Gemcitabine Plus Rapamycin Versus Gemcitabine to Treat Advanced Soft Tissue Sarcoma

The soft tissue sarcomas (STS) constitute an infrequent group of malignant neoplasms of mesenchymal origin. In Spain, the approximate incidence is of 2 new cases per 100.000 inhabitants every year. In patients with metastatic STS, the average survival is very short, approximately 12 months. The systemic treatment of the metastatic disease has had a very limited development, with few satisfactory results. This facts reflect the urgent need to identify new active agents for treatment of these patients.

The molecular pathway of the serine/threonine kinase mammalian target of rapamycin (mTOR) plays a central role in the regulation of the proteins translation, cellular growth and metabolism (Meric-Bernstam F et al. 2009). Currently, the mTOR pathway is considered a relevant target for the development of anti-cancer drugs, as rapamycin. Preliminary results of some clinical trials suggest that mTOR inhibitors could have some clinical activity for different types of sarcoma, including STS (Chawla et al Proc.ASCO 2006; Schuetze et al. Proc.ASCO 2006).

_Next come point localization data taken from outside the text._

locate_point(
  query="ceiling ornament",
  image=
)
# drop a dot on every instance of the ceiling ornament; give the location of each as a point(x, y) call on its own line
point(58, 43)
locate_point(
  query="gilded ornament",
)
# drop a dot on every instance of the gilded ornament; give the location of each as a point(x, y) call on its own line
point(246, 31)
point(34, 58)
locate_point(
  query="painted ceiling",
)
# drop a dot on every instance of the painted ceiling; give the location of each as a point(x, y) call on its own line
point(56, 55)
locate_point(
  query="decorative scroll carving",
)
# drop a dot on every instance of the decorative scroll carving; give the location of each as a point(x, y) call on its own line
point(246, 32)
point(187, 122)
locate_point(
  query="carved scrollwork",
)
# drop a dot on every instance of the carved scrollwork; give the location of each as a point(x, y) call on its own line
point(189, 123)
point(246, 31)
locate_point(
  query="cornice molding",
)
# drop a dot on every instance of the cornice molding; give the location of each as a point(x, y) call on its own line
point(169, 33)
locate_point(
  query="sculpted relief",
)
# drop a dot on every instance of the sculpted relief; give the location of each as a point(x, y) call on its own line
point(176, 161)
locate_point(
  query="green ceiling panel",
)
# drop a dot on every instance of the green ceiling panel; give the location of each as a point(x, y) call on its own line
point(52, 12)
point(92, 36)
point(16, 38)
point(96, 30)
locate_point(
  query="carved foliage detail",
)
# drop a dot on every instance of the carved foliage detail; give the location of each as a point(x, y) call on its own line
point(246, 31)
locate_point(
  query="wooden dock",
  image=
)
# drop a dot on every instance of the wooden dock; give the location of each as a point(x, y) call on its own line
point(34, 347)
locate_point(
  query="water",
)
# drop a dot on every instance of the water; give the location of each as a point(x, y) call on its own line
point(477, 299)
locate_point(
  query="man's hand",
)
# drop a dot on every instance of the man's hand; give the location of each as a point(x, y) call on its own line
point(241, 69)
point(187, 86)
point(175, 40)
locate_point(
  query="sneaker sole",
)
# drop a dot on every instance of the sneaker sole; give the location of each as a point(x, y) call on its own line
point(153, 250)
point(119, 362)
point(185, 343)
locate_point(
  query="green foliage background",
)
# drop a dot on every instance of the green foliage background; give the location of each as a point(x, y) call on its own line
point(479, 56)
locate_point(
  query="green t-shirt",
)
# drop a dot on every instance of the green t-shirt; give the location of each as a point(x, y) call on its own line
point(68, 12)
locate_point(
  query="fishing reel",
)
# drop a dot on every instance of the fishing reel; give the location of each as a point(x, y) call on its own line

Gemcitabine is a chemotherapy antimetabolite agent with a broad antitumoral spectrum. The activity of this drug to treat resistant sarcomas and its reduced toxicity make from gemcitabine an adequate candidate for its study in combination with new drugs addressed to molecular targets in the STS treatment.

Pre-clinical studies suggest that mTOR inhibitors could have a potential synergistic or additive effect with some chemotherapy agents. The combination of rapamycin and gemcitabine seems to be a reasonable strategy to explore for the STS treatment.